If not dancing
in the night, certainly autumnal fun-exercise, in a water meadow beside
the Thames this morning.
Never was a cloudy day, as they say, as
Green Gym gathered for our part in the annual raking-after-the-meadow-cut:
Our
work-party was all part of the scenery for people passing by on the Thames. The boat in the background of the pic: one of
the c 25,000 licensed craft on the non-tidal part of the Thames. Trains rushing by over the nearby bridge
served as an intermittent reminder that it was the advent of the ‘iron horse’

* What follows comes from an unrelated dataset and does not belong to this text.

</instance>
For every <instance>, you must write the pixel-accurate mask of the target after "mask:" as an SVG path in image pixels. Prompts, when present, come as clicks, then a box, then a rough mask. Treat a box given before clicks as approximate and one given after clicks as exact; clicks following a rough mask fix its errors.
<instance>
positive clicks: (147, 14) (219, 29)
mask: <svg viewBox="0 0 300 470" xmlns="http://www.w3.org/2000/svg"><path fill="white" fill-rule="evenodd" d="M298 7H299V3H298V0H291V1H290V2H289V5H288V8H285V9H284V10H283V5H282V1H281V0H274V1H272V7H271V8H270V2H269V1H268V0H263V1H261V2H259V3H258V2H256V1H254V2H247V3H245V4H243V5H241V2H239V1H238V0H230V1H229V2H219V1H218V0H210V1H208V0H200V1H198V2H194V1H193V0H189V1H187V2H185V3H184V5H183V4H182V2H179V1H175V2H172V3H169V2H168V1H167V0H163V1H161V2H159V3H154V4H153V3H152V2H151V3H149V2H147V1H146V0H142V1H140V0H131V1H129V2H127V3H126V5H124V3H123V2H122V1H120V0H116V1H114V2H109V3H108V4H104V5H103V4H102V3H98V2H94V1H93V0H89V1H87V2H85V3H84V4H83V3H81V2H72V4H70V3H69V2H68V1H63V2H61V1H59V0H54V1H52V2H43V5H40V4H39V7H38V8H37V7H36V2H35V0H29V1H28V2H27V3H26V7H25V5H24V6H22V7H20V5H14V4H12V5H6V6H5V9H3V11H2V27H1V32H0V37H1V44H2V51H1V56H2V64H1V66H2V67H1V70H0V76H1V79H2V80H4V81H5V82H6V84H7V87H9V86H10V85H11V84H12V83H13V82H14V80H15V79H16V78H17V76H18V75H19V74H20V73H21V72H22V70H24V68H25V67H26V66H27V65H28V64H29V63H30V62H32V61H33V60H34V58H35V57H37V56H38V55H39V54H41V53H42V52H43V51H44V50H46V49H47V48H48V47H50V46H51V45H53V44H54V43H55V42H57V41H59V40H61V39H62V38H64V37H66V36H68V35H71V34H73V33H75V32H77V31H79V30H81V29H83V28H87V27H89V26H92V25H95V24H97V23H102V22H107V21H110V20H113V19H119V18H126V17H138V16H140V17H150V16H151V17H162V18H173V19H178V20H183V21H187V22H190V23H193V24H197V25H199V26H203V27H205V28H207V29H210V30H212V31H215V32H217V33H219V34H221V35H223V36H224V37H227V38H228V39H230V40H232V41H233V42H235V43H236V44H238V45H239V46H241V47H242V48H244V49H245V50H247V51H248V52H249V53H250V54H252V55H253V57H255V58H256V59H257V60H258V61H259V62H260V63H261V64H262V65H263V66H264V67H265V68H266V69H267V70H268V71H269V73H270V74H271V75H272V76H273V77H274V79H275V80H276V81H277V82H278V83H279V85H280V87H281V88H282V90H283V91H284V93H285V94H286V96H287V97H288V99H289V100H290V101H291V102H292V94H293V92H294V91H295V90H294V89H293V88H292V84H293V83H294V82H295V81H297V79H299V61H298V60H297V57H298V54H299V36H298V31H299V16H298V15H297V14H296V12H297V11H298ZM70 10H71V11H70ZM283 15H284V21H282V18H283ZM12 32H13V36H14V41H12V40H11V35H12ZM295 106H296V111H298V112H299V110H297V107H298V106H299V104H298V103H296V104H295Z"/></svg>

which transformed the Thames into a river for recreational use/organized
chaos. – For me personally the scene reminded
me of the pleasant surprise I had recently had on holiday, coming across the original
of Boulter’s Lock, Sunday Afternoon (Edward John Gregory, 1897) in the Lady Lever
art gallery. I recall, from Asst-Lock-Keeper
training, that the scene had been reconstructed for the centenary of the
picture. Unfortunately, I have been
unable to locate a photographic record of that occasion.
To return to
Green-Gym matters, the task was the very serious one of removing the cut
material from what is now flourishing as a wildflower meadow (8 new species of
flowers identified in the most recent survey).
So, where site-staff had gone ahead with the Stihl machinery, volunteers laboured, with rake and pitchfork, to create vast piles of
cuttings, which had to be trampled down for more loads to be deposited:
“While the volunteers did all the hard work, C was just having fun on the trampoline” |
That it was
hard work for those at ground level, was evidenced by this exchange, some time after 11 o'clock:
Hopeful volunteer #1: “It must be nearly time for coffee-break? Soon?”C: “Its’ very nearly time to start thinking about it.”Tea-wallah: “Ah, so another forty-five minutes then.”Hopeful volunteer #2: “Was that ‘45 minutes’ or ‘4-5 minutes’?”Tea-wallah: “Okay, we’ll make it 4-5 minutes!”
And this the
view from the base of the next pile to be built up and compacted:
(Note the
train in the background.)
Inevitably
some flowers had escaped/been spared the blades of the cutter:
They acted as reminders why we were going to such lengths to preserve the habitat, in order
that more flowers can bloom next year.
This just in from someone botanically more learned than me: "The blue flower is Meadow Cranesbill."